Robić projekty takie jak korporacja, ale inaczej, można tylko zatrudniając ludzi innych niż specjaliści ze szklanych biurowców. – Chodziliśmy na spotkania startupowe i wyławialiśmy osoby z najbardziej innowacyjnym i przedsiębiorczym podejściem – mówi Marta Niemczyk. Bardzo szybko dla Goldenberry pracowało już osiem osób. Niekoniecznie z dyplomami SGH. – Zdarzyło się nam już współpracować np. z doktorantem, który w USA zajmował się makroekonomią, ale też z twórcą serwisu poświęconego pożyczkom społecznościowym – mówi Owczarek. Ważniejsze od wykształcenia jest to, czy osoba chce się uczyć czegoś nowego oraz czego dokonała do tej pory. Może to być i prezes z wieloletnim doświadczeniem, i ktoś, kto nigdy nie miał nic wspólnego z ekonomią.
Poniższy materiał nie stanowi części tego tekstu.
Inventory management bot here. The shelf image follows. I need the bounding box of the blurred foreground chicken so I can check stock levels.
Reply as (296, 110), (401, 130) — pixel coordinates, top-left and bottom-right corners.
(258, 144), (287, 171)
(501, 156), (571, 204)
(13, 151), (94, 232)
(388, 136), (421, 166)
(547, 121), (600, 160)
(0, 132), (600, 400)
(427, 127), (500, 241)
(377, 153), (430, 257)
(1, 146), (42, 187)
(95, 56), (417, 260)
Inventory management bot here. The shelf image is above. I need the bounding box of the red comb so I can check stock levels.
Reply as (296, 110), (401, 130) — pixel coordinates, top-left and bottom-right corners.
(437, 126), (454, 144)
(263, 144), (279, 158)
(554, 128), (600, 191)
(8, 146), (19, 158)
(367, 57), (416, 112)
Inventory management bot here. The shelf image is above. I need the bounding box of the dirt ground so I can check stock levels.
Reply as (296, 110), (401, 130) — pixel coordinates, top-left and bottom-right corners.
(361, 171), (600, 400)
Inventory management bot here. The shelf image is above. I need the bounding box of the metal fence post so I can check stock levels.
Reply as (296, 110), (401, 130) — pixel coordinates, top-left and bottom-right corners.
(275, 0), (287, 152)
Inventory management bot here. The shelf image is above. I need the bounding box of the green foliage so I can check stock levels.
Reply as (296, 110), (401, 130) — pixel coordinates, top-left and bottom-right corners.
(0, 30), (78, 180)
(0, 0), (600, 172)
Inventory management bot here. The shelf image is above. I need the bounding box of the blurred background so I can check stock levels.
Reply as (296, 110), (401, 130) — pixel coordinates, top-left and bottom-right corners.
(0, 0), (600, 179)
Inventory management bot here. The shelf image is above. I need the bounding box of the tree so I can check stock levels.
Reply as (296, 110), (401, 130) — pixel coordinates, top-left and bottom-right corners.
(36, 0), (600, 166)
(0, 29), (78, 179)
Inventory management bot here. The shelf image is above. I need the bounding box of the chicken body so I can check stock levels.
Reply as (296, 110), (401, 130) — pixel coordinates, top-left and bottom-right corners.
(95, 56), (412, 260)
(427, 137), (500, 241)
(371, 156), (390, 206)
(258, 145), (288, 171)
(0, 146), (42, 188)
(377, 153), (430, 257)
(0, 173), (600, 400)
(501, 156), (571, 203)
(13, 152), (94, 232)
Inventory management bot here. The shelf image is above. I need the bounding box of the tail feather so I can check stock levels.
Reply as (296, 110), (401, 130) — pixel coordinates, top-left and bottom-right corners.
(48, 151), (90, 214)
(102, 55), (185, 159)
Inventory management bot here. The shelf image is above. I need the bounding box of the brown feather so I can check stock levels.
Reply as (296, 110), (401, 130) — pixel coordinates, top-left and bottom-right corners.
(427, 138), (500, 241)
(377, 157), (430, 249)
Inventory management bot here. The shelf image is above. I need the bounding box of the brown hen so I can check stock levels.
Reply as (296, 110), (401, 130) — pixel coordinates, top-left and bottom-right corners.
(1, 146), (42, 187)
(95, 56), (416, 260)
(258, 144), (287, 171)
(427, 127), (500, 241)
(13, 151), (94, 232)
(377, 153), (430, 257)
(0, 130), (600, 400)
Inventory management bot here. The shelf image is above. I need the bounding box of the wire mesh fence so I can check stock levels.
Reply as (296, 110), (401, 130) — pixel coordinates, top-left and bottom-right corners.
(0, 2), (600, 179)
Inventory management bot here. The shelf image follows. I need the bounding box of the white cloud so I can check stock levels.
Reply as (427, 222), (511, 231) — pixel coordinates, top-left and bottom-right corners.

– Nie trzeba mieć siwych włosów, by pracować na własnych rachunek, w tej branży kluczowe są zdobyte doświadczenia, zrealizowane projekty i otwarty umysł – mówi Owczarek. – Kiedy z dużej firmy odchodzi osoba starsza, jej atutem staje się doświadczenie. Przewagą młodych jest zapał do pracy i upór, który u menedżera z osiągnięciami zanika – podsumowuje Dąbrowski.
Zdaniem ekspertów przykład założycieli Goldenberry pokazuje, że w biznesie następuje zmiana pokoleniowa. Do tej pory z korporacji odchodzili 40-latkowie, którzy przez lata zbierali kontakty, awansowali i w pewnym momencie zdawali sobie sprawę, że nie mogą już znaleźć się wyżej. Wtedy namawiali do odejścia kilku specjalistów, przekonywali klientów, że zrobią to samo co korporacja, ale taniej. – Takich historii było mnóstwo, ponieważ ci ludzie zaczynali pracę w zupełnie innych warunkach – mówi „DGP” trener kariery Grzegorz Turniak. Na początku lat 90. szansę na prace dla takiej firmy miał każdy, kto mówił w języku angielskim. Nie wymagano za to rozległej wiedzy o finansach czy zarządzaniu. Dlatego zdaniem Turniaka musiało minąć 10 – 15 lat, zanim menedżer poczuł się na tyle pewnie, żeby zacząć własny biznes. Teraz jest inaczej. Młodzi ludzie są znacznie pewniejsi swojej wiedzy i umiejętności. Czują, że mogą ryzykować, bo jeśli nie uda się w tej firmie, to ze swoim wykształceniem znajdą pracę u konkurencji.